Belediye İş’den yapılan yazılı açıklamada Maliye Bakanı Naci Ağbal’ın açıklamaları hatırlatıldı. Avcı’nın “Kamuda taşeronda çalışan işçiler, ne işçi, ne de memur kadrosunda istihdam edilecek. Taşeronda çalışan işçilere son aldıkları ücretler ödenecek ve 3’er yıllık süreli sözleşmelerle  "özel sözleşmeli personel" statüsünde istihdam edilecekler. Taşeron işçiler çalıştıkları sürece mali hakları bakımından 4/B kapsamındaki sözleşmeli personel yani, “işçi sayılmayan hizmet görevlisi” statüsünde çalışacak. Yani işçilerin sahip olduğu en temel haklar olan sendikalaşma, toplu sözleşme haklarından,  yoksun olacaklar… Taşeronda çalışan işçiler, "özel sözleşmeli personel" statüsünü hak edebilmek için, yıllardır başarıyla çalıştıkları işyerinde “gerekli bilgi ve donanıma” sahip olup olmadıklarının belirlenmesi için sınava girecekler.
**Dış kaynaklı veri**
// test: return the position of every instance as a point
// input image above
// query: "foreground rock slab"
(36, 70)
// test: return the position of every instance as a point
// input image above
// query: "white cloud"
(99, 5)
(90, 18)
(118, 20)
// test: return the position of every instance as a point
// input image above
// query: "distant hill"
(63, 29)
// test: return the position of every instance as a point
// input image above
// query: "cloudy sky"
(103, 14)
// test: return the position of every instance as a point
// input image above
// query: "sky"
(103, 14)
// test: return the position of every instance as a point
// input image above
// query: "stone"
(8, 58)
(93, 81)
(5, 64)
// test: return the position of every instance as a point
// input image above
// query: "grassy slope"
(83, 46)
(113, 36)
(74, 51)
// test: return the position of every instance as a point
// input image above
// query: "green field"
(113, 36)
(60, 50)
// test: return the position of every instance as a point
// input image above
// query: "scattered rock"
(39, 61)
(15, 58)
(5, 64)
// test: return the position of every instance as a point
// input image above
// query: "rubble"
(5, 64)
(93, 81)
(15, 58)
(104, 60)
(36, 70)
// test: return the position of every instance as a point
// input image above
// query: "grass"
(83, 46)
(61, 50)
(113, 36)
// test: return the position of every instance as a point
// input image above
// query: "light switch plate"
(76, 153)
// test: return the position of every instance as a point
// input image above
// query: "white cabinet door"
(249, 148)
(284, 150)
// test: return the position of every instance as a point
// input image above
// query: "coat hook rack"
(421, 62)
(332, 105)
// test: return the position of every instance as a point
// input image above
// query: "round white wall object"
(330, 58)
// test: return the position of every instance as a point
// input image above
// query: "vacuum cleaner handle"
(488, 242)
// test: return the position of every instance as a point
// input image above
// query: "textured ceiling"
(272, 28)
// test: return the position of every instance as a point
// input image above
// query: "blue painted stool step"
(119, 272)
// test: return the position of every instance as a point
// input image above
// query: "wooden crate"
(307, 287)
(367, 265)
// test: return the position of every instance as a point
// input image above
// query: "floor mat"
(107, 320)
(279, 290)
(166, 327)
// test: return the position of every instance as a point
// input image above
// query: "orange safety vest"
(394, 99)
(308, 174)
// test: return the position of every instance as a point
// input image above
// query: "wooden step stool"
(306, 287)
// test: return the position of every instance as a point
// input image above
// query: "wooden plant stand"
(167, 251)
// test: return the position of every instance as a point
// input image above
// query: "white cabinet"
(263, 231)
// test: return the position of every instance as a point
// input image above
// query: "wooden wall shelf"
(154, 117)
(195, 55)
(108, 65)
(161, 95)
Taşeronda çalışan işçiler bütün bunlara ek olarak, geçmişe dönük hak talebinde bulunmayacaklarına ilişkin teminatta bulunacaklar.” Açıklamalarını hatırlatan Belediye İş Sendikası, “kamuda taşeronda çalışan işçilere kadro müjdesi” diye açıklanan düzenlemenin var olan yasal düzenlemenin de gerisinde olduğunu savundu.

Taşeron İşçileri İle Dalga Mı Geçiyorsunuz?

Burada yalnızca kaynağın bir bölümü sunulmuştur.